Doctors sometimes call the autonomic nervous system (ANS) the "automatic nervous system" because it regulates many vital bodily functions like pumping blood all on its own, without our having to think about it. Panic attacks often manifest through the ANS, leading to increased heart rate or decreased blood pressure, which can in turn lead to feeling lightheaded or faint.

2. YOU'RE LOSING YOURSELF.

Feeling detached from yourself is called depersonalization. Feeling detached from the world, or like it's fake or somehow unreal, is called derealization. Both forms of dissociation are unsettling but common signs that a panic attack has begun.

3. YOU'RE QUEASY.

Our digestive system is often the first body part to realize that something is wrong. Panic sends stress hormones and tension to the gut and disrupts digestion, causing nausea, upset stomach, or heartburn.

4. YOU FEEL NUMB OR TINGLY.

Panic attacks can manifest in truly surprising ways, including pins and needles or numbness in a person's hands or face.

5. YOU'RE SWEATY OR SHIVERING.

The symptoms of a panic attack can look a lot like the flu. But if you don't have a fever and no one else has chattering teeth, it might be your ANS in distress.

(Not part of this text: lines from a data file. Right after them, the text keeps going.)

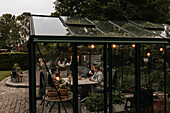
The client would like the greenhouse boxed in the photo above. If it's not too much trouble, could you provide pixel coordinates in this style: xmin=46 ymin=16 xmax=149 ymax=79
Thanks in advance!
xmin=28 ymin=15 xmax=170 ymax=113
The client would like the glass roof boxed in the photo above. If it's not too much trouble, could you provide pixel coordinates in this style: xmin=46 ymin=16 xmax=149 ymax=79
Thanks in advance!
xmin=69 ymin=26 xmax=105 ymax=37
xmin=60 ymin=16 xmax=93 ymax=25
xmin=93 ymin=20 xmax=134 ymax=37
xmin=133 ymin=20 xmax=164 ymax=29
xmin=112 ymin=21 xmax=162 ymax=38
xmin=32 ymin=16 xmax=71 ymax=36
xmin=31 ymin=15 xmax=170 ymax=40
xmin=151 ymin=24 xmax=170 ymax=38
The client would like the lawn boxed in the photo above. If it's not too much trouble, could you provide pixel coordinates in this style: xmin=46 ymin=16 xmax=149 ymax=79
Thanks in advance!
xmin=0 ymin=71 xmax=10 ymax=81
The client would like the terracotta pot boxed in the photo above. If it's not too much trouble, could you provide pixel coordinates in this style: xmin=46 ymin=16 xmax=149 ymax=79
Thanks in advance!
xmin=112 ymin=104 xmax=125 ymax=113
xmin=59 ymin=89 xmax=69 ymax=96
xmin=47 ymin=92 xmax=58 ymax=97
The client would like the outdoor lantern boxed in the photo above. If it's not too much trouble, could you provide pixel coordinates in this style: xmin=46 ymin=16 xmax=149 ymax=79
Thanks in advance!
xmin=132 ymin=44 xmax=135 ymax=48
xmin=147 ymin=52 xmax=151 ymax=57
xmin=159 ymin=47 xmax=164 ymax=51
xmin=91 ymin=44 xmax=95 ymax=49
xmin=112 ymin=44 xmax=116 ymax=48
xmin=143 ymin=58 xmax=148 ymax=62
xmin=56 ymin=73 xmax=60 ymax=82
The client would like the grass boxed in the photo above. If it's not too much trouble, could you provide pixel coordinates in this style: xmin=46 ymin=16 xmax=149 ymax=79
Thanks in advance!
xmin=0 ymin=71 xmax=10 ymax=81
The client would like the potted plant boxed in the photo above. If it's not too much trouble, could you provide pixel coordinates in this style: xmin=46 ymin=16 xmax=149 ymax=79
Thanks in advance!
xmin=85 ymin=93 xmax=104 ymax=113
xmin=47 ymin=87 xmax=58 ymax=99
xmin=59 ymin=84 xmax=69 ymax=98
xmin=112 ymin=91 xmax=126 ymax=113
xmin=11 ymin=63 xmax=22 ymax=82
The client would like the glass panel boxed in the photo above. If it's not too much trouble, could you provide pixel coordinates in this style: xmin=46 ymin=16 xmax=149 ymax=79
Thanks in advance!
xmin=61 ymin=16 xmax=93 ymax=25
xmin=93 ymin=20 xmax=132 ymax=37
xmin=33 ymin=17 xmax=71 ymax=36
xmin=134 ymin=21 xmax=164 ymax=28
xmin=69 ymin=27 xmax=104 ymax=37
xmin=36 ymin=43 xmax=73 ymax=113
xmin=77 ymin=44 xmax=104 ymax=113
xmin=152 ymin=24 xmax=170 ymax=38
xmin=112 ymin=21 xmax=161 ymax=38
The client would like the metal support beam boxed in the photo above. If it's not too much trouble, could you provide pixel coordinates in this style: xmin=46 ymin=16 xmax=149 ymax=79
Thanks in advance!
xmin=103 ymin=44 xmax=107 ymax=113
xmin=163 ymin=44 xmax=167 ymax=113
xmin=108 ymin=44 xmax=112 ymax=113
xmin=28 ymin=41 xmax=36 ymax=113
xmin=135 ymin=44 xmax=141 ymax=113
xmin=72 ymin=43 xmax=78 ymax=113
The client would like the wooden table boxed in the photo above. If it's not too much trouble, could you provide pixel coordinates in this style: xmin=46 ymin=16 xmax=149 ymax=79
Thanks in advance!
xmin=62 ymin=78 xmax=99 ymax=95
xmin=45 ymin=93 xmax=73 ymax=113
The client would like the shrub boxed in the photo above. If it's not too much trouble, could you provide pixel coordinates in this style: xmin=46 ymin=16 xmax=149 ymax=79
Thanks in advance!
xmin=0 ymin=52 xmax=29 ymax=70
xmin=85 ymin=93 xmax=104 ymax=112
xmin=112 ymin=91 xmax=126 ymax=104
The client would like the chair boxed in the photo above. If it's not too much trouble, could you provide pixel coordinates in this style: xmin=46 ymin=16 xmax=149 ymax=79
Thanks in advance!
xmin=125 ymin=89 xmax=153 ymax=113
xmin=107 ymin=69 xmax=118 ymax=91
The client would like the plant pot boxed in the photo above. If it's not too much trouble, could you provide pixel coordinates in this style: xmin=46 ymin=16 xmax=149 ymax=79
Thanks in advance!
xmin=47 ymin=91 xmax=58 ymax=99
xmin=85 ymin=108 xmax=104 ymax=113
xmin=59 ymin=89 xmax=69 ymax=96
xmin=12 ymin=78 xmax=18 ymax=82
xmin=112 ymin=104 xmax=125 ymax=113
xmin=47 ymin=92 xmax=58 ymax=97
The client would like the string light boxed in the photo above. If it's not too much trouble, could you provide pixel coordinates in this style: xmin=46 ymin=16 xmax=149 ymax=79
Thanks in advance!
xmin=91 ymin=44 xmax=95 ymax=49
xmin=132 ymin=44 xmax=135 ymax=48
xmin=159 ymin=47 xmax=164 ymax=51
xmin=112 ymin=44 xmax=116 ymax=48
xmin=147 ymin=52 xmax=151 ymax=56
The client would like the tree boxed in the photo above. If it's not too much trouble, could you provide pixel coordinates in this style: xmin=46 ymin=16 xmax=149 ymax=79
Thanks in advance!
xmin=16 ymin=13 xmax=30 ymax=42
xmin=0 ymin=13 xmax=30 ymax=48
xmin=0 ymin=14 xmax=20 ymax=48
xmin=52 ymin=0 xmax=170 ymax=22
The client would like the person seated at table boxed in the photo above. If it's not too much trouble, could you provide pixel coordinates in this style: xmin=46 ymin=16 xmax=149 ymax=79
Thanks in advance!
xmin=89 ymin=65 xmax=104 ymax=89
xmin=81 ymin=64 xmax=95 ymax=77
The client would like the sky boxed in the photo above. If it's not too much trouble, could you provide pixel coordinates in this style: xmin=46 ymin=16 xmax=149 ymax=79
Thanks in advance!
xmin=0 ymin=0 xmax=55 ymax=16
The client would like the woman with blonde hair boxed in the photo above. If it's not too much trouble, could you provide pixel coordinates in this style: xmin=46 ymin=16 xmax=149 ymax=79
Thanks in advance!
xmin=90 ymin=65 xmax=104 ymax=89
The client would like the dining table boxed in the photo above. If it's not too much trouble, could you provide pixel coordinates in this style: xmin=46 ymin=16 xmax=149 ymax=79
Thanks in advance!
xmin=62 ymin=78 xmax=99 ymax=95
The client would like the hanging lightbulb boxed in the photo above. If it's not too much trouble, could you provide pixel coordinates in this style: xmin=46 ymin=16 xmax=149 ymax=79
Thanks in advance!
xmin=159 ymin=47 xmax=164 ymax=51
xmin=132 ymin=44 xmax=135 ymax=48
xmin=112 ymin=44 xmax=116 ymax=48
xmin=147 ymin=52 xmax=151 ymax=56
xmin=91 ymin=44 xmax=95 ymax=49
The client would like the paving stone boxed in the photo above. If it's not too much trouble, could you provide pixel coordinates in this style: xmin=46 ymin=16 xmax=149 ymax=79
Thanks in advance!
xmin=0 ymin=73 xmax=29 ymax=113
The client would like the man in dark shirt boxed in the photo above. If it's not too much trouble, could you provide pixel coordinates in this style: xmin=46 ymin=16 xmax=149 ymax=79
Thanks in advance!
xmin=81 ymin=64 xmax=95 ymax=77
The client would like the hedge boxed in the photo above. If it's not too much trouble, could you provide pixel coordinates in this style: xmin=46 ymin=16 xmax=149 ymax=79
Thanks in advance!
xmin=0 ymin=52 xmax=29 ymax=70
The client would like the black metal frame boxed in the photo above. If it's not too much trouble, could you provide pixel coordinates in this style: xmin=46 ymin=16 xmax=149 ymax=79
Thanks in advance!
xmin=28 ymin=15 xmax=169 ymax=113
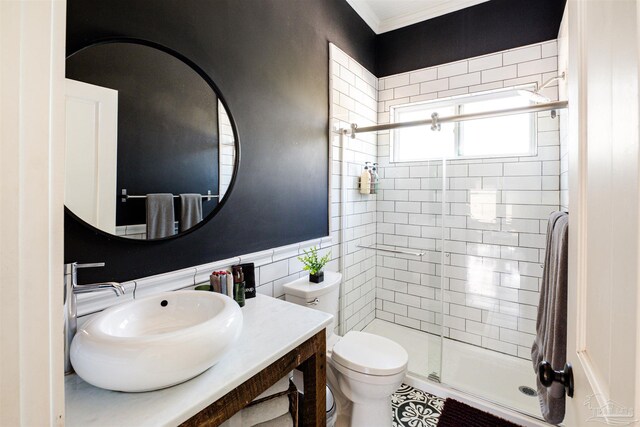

6. YOU KNOW THE WORST IS COMING.

While it may sound prophetic or at least bizarre, a sense of impending doom is a very common symptom of panic attacks (and several other conditions). 

7. BREATHING IS DIFFICULT.

The ANS strikes again. In addition to the well-known problems of hyperventilation or shortness of breath, panic attacks can also cause dyspnea, in which a person feels like they can't fill their lungs, and feelings of choking or being smothered.

8. YOU'RE AFRAID OF HAVING A PANIC ATTACK. 

Oddly enough, anxiety about anxiety is itself a symptom of anxiety and panic attacks. Fear of losing control or getting upset can cause people to avoid situations that could be triggering, which can in turn limit their lives.